Burleigh cites many well-known thinkers in his survey: Raymond Aron, Machiavelli, Joseph de Maistre, Auguste Comte as well as Catholics such as Cardinal Manning, Christopher Dawson and Pope Leo XIII, among others. He presents an enormous amount of evidence to show the complex interweave between the apparently ineradicable religious instinct of mankind and the manner in which it can be adapted or metamorphosed into a political creed. However, he does not reflect more deeply on why the religious instinct appears innate and draw appropriate conclusions. He is sympathetic to good Christians, such as the great Victorian social reformer Lord Shaftesbury, and laments the present decline in civic culture that was so obvious a feature of 19th century Birmingham, Leeds and Manchester. The violence of the Jacobins and Bolsheviks is clearly abhorrent to him. But without a doctrine of original sin or the need for redemption, he is unable to place events in a wider context. For him the historical landscape is a level playing field. Although he quotes Eric Voegelin’s remark (against the Nazis) that “Resistance against a satanical substance that is not only morally but also religiously evil can only be derived from an equally strong, religiously good force. One cannot fight a satanical force with morality and humanity alone”, for Burleigh this is simply thought “expressed in theological terms”, nothing more.

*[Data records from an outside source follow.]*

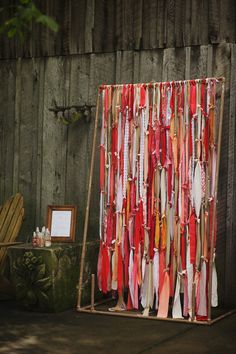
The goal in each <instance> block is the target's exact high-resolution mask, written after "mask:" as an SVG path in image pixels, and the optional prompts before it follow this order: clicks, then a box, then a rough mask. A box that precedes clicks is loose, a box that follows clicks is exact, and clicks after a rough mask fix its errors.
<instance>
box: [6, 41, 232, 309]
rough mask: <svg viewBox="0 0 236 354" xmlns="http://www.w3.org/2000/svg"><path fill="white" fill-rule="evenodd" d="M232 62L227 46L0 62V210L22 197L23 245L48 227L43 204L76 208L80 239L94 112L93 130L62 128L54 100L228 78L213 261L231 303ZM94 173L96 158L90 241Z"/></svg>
mask: <svg viewBox="0 0 236 354" xmlns="http://www.w3.org/2000/svg"><path fill="white" fill-rule="evenodd" d="M235 61H236V45H235V44H228V43H222V44H220V45H202V46H193V47H185V48H167V49H155V50H143V51H132V50H130V51H117V52H113V53H101V54H83V55H68V56H59V57H49V58H28V59H27V58H26V59H17V60H15V59H14V60H3V61H1V63H0V78H1V86H0V137H1V141H0V166H1V168H0V202H1V203H2V202H3V200H5V199H6V198H8V197H9V196H10V195H11V194H12V193H16V192H18V191H19V192H21V193H22V194H23V196H24V204H25V222H24V227H23V229H22V234H21V238H22V239H26V238H27V237H28V235H31V234H32V231H33V229H35V227H36V226H38V225H41V226H42V225H43V224H44V223H45V217H46V207H47V205H48V204H64V203H69V204H76V205H78V211H79V213H78V215H79V225H78V232H77V240H80V239H81V235H82V230H83V219H84V210H85V202H86V186H87V182H88V173H89V171H88V168H89V162H90V153H91V142H92V134H93V118H94V109H93V114H92V121H91V123H86V122H84V121H79V122H77V123H75V124H73V125H71V126H69V127H67V126H64V125H62V124H61V123H60V122H58V121H57V120H56V119H55V117H54V114H53V113H52V112H50V111H49V108H50V107H52V105H53V100H55V101H56V102H57V104H58V105H61V106H63V105H72V104H75V105H77V104H84V103H87V104H90V105H95V102H96V95H97V89H98V86H99V85H100V84H102V83H106V84H111V83H124V82H127V83H128V82H150V81H163V80H164V81H165V80H182V79H189V78H198V77H209V76H225V77H226V92H225V95H226V96H225V109H224V122H223V139H222V153H221V158H222V160H221V167H220V181H219V183H220V184H219V208H218V216H219V223H218V253H217V255H218V272H219V276H220V279H221V287H220V294H221V298H223V299H224V300H225V301H226V302H227V303H228V304H229V303H235V296H233V294H235V290H236V281H235V273H234V272H235V269H236V257H235V252H236V240H235V237H234V235H235V221H234V220H235V216H234V211H235V207H236V199H235V198H236V193H235V188H234V187H235V183H236V179H235V172H236V171H235V166H236V164H235V94H236V62H235ZM97 146H99V141H98V142H97ZM97 152H98V149H97ZM98 168H99V166H98V154H97V158H96V166H95V174H94V176H95V178H94V183H93V191H92V203H91V213H90V222H89V239H90V240H92V239H97V237H98V208H99V188H98V175H99V173H98Z"/></svg>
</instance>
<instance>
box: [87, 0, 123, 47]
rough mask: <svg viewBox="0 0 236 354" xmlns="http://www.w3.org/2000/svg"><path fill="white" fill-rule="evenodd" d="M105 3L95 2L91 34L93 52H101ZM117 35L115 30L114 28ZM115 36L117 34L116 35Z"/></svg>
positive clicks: (104, 11)
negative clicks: (91, 34)
mask: <svg viewBox="0 0 236 354" xmlns="http://www.w3.org/2000/svg"><path fill="white" fill-rule="evenodd" d="M104 14H105V1H104V0H95V17H94V34H93V45H94V52H95V53H97V52H102V50H103V39H104V35H105V18H104ZM116 33H117V28H116ZM117 36H119V35H118V33H117Z"/></svg>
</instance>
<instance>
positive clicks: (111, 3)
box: [101, 1, 116, 53]
mask: <svg viewBox="0 0 236 354" xmlns="http://www.w3.org/2000/svg"><path fill="white" fill-rule="evenodd" d="M104 26H105V30H104V37H102V38H101V40H102V42H103V44H104V49H103V51H104V52H106V53H110V52H113V51H115V49H116V47H115V44H116V43H115V40H116V30H115V28H116V8H115V3H114V1H111V2H109V1H106V2H105V23H104Z"/></svg>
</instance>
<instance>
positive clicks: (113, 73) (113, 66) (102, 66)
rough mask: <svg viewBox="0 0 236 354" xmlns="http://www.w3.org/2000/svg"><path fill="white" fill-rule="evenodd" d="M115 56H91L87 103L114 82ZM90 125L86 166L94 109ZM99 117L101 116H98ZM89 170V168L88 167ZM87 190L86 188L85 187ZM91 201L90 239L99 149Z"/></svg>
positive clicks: (95, 99) (94, 103)
mask: <svg viewBox="0 0 236 354" xmlns="http://www.w3.org/2000/svg"><path fill="white" fill-rule="evenodd" d="M115 72H116V71H115V55H114V54H103V55H97V56H95V55H92V56H91V62H90V74H89V78H90V82H89V103H90V104H92V105H96V98H97V92H98V87H99V85H101V84H102V83H105V84H112V83H114V82H115ZM92 113H93V114H92V123H91V125H90V129H89V133H88V135H87V164H88V165H87V166H90V158H91V150H92V144H91V142H92V140H93V132H94V119H95V108H94V109H93V112H92ZM100 117H101V116H100ZM99 141H100V132H99V131H98V134H97V143H96V144H97V146H99ZM88 168H89V167H88ZM86 190H87V186H86ZM92 200H93V204H92V207H91V210H90V218H89V230H90V232H91V236H90V237H97V233H98V214H97V210H98V209H99V149H96V154H95V166H94V179H93V184H92Z"/></svg>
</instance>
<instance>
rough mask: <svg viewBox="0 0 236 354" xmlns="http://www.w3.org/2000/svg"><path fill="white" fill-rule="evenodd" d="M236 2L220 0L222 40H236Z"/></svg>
mask: <svg viewBox="0 0 236 354" xmlns="http://www.w3.org/2000/svg"><path fill="white" fill-rule="evenodd" d="M235 21H236V3H235V1H233V0H220V35H219V36H220V41H222V42H229V43H234V42H235V35H236V29H235Z"/></svg>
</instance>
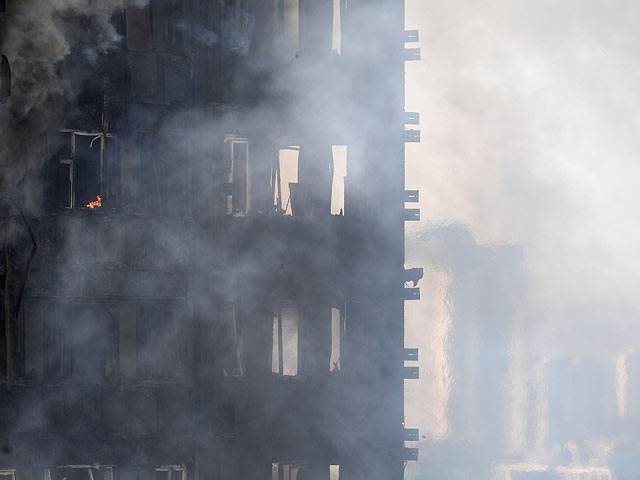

His scholarship is formidable and his research impeccable, yet the common reader is left in puzzlement. In his social encyclical, Centesimus Annus, Pope John Paul II observes: “The theological dimension is needed both for interpreting and for solving present day problems in human society”. What this weighty volume lacks is this deeper interpretation. After all, the prophetic G.K.Chesterton once said that when men cease to believe in God, they will believe anything. The author demonstrates this most satisfactorily – but did we not know this already? I would suggest that Charles Dickens’ A Tale of Two Cities, with its brilliant description of the good and evil men caught up in the French Revolution, offers surer moral signposts to guide the general reader. It is also hard to read through Burleigh’s opaque and contorted style; he has a weakness for ugly neologisms such as “scientistic” and “biologistic”. Perhaps the second volume, which will investigate “the sinister movements that tapped into more atavistic levels of the human psyche”, will go beyond this study, which threatens to sink beneath the weight of its learning.
Francis Phillips, who is married with eight children, lives in Bucks, in the UK. Her reviews often appear in British Catholic publications.